Comparison of the image dehazing using different techniques in the first experiment. (Color figure online)

The visual results that can be seen in Fig. 3 reflect the numerical results. A test image of every dataset for each compared technique is showed together with the raw and groundtruth (GT). As can be seen the proposed method and the groundtruth images are indistinguishable in most cases, and in the cases that are different such as RocksSand dataset it is difficult to decide which one is better.

The ACE methodology obtains slightly uncorrected images. The algorithm is not able to completely remove the haze obtaining bluish or greenish images depending on the input. However the images are greatly enhanced. On the other hand, histogram equalization overcorrect the images producing unnatural images with extreme colours in some cases such as the kelp dataset, but it shows at least part of the error comes from the fact that the images are brighter than the produced by the restoration method.

4.2 Experiment 2

The results of the previous experiment show the system is able to learn dehaze transformations given training images, but a generalization experiment is needed. Taking this into account the second experiment focus on training with all but one dataset and use this last dataset as validation.

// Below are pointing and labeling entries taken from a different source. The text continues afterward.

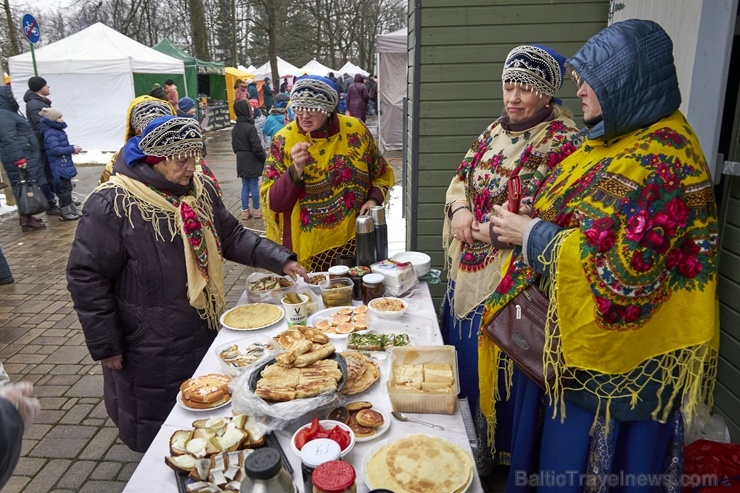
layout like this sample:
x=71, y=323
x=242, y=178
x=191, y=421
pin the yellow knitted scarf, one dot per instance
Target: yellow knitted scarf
x=191, y=217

The deep corals dataset has been chosen as validation dataset as it seems to be the most complex for other techniques, thus it is a more challenging dataset. For this reason the resting datasets are included in the training scheme and a new neural network has been trained with them.

The results in this case are closer to the ACE performance, but the neural network still performs better. The neural network obtained a 14.1% error in the validation set while maintaining a 5% in the validation set. This is close to the 15.7% error of the ACE technique. However, processing an image with ACE requires 1.5 s making difficult to use it in a real time environment while the neural network needed 0.013 s per image. The histogram equalization is far from this results producing a 20.5% error for the validation set.

Fig. 4.
figure 4

Comparison of the image dehazing using different techniques in the second experiment. (Color figure online)

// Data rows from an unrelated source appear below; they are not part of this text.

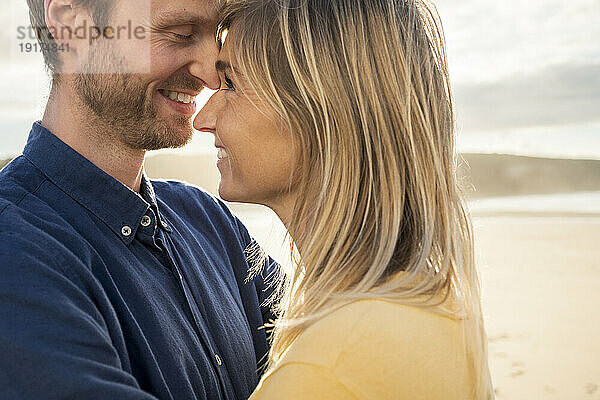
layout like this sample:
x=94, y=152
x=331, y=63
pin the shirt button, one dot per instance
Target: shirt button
x=146, y=220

The visual results are displayed in Fig. 4. In this case three images from the validation set are showed, the worst and best performing images have been chosen together with one close to the mean error. As can be seen the neural network solution slightly overcorrects the images compared with the groundtruth result. In the case of ACE, images are not completely corrected showing a greenish color. Finally histogram equalization overcorrects inputs even more than the proposed image resulting in colors very different from the target with too dark and too bright zones.

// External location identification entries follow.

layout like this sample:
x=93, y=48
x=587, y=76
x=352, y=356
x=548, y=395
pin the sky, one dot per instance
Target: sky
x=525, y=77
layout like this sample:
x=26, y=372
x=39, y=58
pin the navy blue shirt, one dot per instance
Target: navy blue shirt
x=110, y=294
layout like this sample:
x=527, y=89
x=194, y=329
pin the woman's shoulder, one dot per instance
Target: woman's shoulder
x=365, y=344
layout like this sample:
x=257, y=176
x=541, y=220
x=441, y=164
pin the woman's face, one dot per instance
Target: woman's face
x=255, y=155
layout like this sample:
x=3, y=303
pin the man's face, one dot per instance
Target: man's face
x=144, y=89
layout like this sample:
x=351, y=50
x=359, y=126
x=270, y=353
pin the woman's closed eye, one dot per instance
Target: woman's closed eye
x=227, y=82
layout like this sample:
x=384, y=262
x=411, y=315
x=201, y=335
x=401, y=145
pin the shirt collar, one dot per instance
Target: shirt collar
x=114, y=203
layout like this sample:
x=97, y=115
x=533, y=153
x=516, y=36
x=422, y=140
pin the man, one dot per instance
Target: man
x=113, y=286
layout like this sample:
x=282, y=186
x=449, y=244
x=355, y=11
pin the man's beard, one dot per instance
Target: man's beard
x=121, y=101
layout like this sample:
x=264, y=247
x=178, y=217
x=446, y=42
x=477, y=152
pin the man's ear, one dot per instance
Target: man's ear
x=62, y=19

This experiment proves the neural network performance is good, although numerical results are close to the ACE performance visual results look much more natural. Furthermore, the computation time is extremely shorter allowing to include it in a real time system as a preprocessing step. Finally, it is important to remark that the training never saw an image of the validation dataset permitting to use images to train in a different location from the intervention.

5 Conclusions and Future Work

In this work a real time deep learning solution for image dehazing is proposed and compared with other state of the art alternatives. The system is trained with other restoration methodologies that require several inputs that are hard to estimate at the intervention time. However, when the system is trained it is able to correctly dehaze images in real time with only a still raw image as input.

The results show that the system is able to generalize and learn to dehaze with images from a location and be used in a different location. However, in this situation the results are slightly worse, but still outperform other state of the art alternatives for real time dehazing.

Furthermore, when images from the same location as the final intervention are available to include in the training stage the results are visually indistinguishable from restoration techniques. This allows to obtain restoration results with only a single image as input in real time.